The authors of a new study, led by Queen Mary University of London, say spironolactone, or amiloride if spironolactone is not tolerated, should be considered as first-line treatment for resistant hypertension in addition to background treatments with other antihypertensive drugs.
The PATHWAY-2 study, carried out by the same team, has previously reported that spironolactone reduced BP substantially more than conventional antihypertensive drugs in patients with resistant hypertension.

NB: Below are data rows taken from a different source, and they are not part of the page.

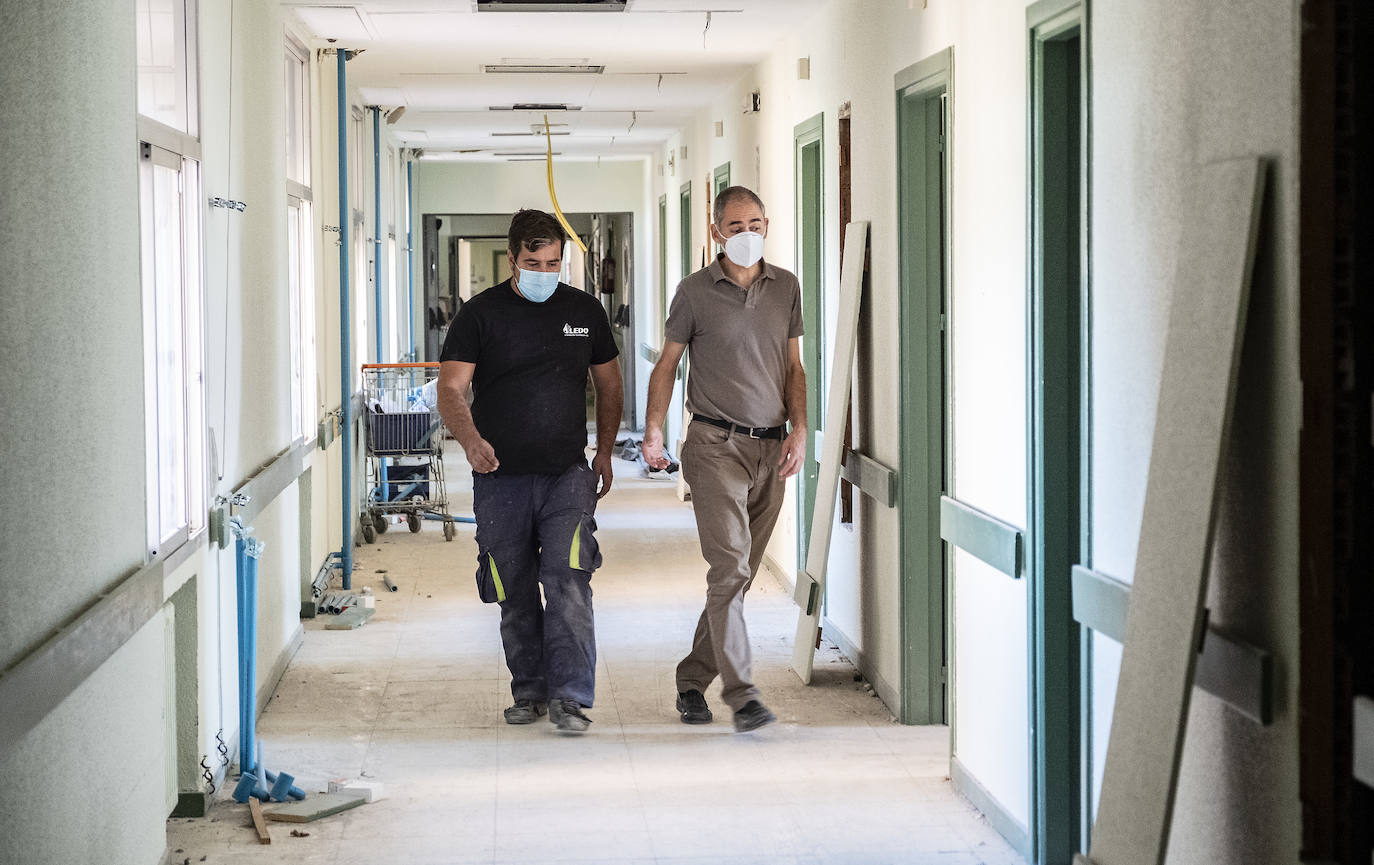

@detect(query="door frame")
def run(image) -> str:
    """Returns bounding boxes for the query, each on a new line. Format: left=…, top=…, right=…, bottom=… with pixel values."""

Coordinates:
left=791, top=113, right=824, bottom=571
left=658, top=192, right=668, bottom=340
left=710, top=159, right=730, bottom=197
left=1026, top=0, right=1092, bottom=862
left=893, top=48, right=954, bottom=724
left=677, top=180, right=694, bottom=279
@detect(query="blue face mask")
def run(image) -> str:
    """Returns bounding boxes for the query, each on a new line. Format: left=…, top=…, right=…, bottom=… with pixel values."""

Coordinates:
left=517, top=268, right=558, bottom=303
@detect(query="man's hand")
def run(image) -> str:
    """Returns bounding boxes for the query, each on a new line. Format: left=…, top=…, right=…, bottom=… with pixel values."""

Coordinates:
left=458, top=430, right=500, bottom=475
left=592, top=453, right=614, bottom=498
left=639, top=424, right=668, bottom=468
left=778, top=427, right=807, bottom=479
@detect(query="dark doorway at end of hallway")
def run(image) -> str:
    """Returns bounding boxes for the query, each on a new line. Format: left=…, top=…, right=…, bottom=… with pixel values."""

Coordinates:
left=1297, top=0, right=1374, bottom=865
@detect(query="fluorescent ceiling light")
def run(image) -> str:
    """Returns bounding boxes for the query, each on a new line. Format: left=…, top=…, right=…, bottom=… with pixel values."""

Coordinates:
left=482, top=63, right=606, bottom=76
left=486, top=102, right=583, bottom=111
left=295, top=5, right=374, bottom=43
left=477, top=0, right=628, bottom=12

PATHWAY-2 was a randomised, double-blind crossover trial carried out at 14 UK primary and secondary care sites and incorporating 314 patients with resistant hypertension. Patients received 12 weeks of once-daily placebo, spironolactone 25-50 mg, bisoprolol 5-10 mg and doxazosin 4-8 mg.
This latest research, published in the Lancet Diabetes & Endocrinology, carried out 3 PATHWAY-2 substudies. Substudy 1 assessed plasma aldosterone, renin, and aldosterone-to-renin ratio (ARR) as predictors of home systolic BP (SBP), and estimated prevalence of primary aldosteronism. Substudy 2 assessed the effects of each drug on thoracic fluid, cardiac and stroke indices, and systemic vascular resistance. Substudy 3 assessed the effect of once-daily amiloride 10-20 mg on SBP.
The researchers found that ARR and plasma renin predicted SBP reduction with spironolactone. Thoracic fluid content was reduced by 6.8% with spironolactone, but not with other treatments. Amiloride 10 mg reduced SBP by 20.4 mmHg vs 18.3 mmHg with spironolactone 25 mg.
No serious adverse events were recorded. Mean plasma potassium concentrations increased from 4.02 mmol/L on placebo to 4.50 mmol/L on amiloride.
The authors say the results suggest that resistant hypertension is commonly a salt-retaining state. They concluded that spironolactone overcomes the salt retention and resistance to treatment. Amiloride seems to be as effective as spironolactone and can be used as an alternative when spironolactone is not tolerated.